Artificial Photosynthesis is a rapidly growing research field around the world.  The 'BioSolar Cells Project' is a joint initiative of companies and knowledge institutions, supported by the Dutch government. As a member of Biosolar Cell project and a member of Mesoscale Chemical Systems at MESA+ Nanotechnology Center at University of Twente, I will present novel ATR-IR (Attenuated Total Reflectance Infrared Spectroscopy) applications4-6 I have developed within the artificial photosynthesis research.

References:

1.      Smil, V., General Energetics: Energy in the Biosphere and Civilization. Wiley: 1991.
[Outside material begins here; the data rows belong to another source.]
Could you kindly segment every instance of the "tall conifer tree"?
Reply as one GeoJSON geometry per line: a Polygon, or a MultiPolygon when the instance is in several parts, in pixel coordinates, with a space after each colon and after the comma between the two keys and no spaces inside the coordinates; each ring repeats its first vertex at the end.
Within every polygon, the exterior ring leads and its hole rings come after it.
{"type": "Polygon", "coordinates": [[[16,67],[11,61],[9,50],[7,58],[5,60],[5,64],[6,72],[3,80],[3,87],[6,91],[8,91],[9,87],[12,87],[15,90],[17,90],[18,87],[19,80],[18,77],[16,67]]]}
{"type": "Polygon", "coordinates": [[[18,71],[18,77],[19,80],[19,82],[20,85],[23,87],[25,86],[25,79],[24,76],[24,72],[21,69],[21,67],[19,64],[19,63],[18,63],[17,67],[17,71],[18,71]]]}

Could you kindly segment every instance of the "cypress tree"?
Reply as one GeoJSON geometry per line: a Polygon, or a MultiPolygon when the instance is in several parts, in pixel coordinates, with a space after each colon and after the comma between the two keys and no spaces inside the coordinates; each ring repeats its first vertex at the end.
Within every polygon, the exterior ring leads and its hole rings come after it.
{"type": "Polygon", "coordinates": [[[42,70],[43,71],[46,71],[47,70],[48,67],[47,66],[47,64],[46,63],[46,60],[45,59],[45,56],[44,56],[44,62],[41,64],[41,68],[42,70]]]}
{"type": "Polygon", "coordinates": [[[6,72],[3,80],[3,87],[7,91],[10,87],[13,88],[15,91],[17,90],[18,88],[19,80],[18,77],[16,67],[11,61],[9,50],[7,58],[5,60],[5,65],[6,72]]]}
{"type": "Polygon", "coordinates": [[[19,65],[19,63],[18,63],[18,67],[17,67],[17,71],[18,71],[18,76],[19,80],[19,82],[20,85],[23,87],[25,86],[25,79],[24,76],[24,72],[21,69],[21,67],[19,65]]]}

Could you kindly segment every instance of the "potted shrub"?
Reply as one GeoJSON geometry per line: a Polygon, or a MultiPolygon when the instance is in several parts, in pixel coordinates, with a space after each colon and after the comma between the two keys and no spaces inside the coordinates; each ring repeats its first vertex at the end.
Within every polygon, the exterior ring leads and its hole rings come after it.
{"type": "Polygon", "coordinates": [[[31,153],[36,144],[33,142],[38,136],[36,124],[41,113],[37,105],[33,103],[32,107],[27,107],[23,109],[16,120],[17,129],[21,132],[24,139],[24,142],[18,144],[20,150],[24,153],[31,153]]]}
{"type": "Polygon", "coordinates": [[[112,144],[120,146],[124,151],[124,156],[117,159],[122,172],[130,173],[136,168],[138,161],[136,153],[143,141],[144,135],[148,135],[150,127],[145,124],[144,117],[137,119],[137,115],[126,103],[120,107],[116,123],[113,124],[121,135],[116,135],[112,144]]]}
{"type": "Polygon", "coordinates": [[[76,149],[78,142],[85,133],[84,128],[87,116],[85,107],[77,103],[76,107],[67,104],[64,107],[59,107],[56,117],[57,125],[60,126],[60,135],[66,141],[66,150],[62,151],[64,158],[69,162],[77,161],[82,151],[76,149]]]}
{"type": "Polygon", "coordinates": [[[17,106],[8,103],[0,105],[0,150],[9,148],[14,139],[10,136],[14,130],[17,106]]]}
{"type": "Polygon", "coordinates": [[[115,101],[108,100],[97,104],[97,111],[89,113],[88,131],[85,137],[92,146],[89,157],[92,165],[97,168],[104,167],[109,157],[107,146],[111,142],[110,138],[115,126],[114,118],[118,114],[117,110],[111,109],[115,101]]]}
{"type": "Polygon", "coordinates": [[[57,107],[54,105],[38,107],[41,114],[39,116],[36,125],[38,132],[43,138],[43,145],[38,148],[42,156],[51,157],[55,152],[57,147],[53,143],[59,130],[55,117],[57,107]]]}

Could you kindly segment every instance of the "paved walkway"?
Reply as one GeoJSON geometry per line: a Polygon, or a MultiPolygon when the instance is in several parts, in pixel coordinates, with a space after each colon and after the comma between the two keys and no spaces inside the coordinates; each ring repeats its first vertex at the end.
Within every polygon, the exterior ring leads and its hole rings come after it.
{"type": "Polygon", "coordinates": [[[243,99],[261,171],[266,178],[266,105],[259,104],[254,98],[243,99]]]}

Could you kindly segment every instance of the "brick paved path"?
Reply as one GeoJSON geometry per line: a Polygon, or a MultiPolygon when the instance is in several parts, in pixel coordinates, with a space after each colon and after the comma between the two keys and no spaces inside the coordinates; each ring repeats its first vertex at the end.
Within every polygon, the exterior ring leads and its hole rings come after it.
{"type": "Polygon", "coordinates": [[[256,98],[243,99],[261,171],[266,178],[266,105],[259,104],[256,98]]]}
2.      Morton, O., Nature 2006, 443 (7107), 19-22.
3.      Miyamoto, K., Renewable biological systems for alternative sustainable energy production (FAO Agricultural Services Bulletin - 128). Osaka University: 1997.
4.      Karabudak, E.; Kas, R.; Ogieglo, W.; Rafieian, D.; Schlautmann, S.; Lammertink, R. G. H.; Gardeniers, H. J. G. E.; Mul, G., Accepted to Analytical Chemistry 2012.
5.      Karabudak, E.; Mojet, B. L.; Schlautmann, S.; Mul, G.; Gardeniers, H., Anal Chem 2012, 84 (7), 3132-3137.
6.      Karabudak, E.; Yuce, E.; Schlautmann, S.; Hansen, O.; Mul, G.; Gardeniers, H., Phys. Chem. Chem. Phys. 2012, 14 (31), 10882-10885.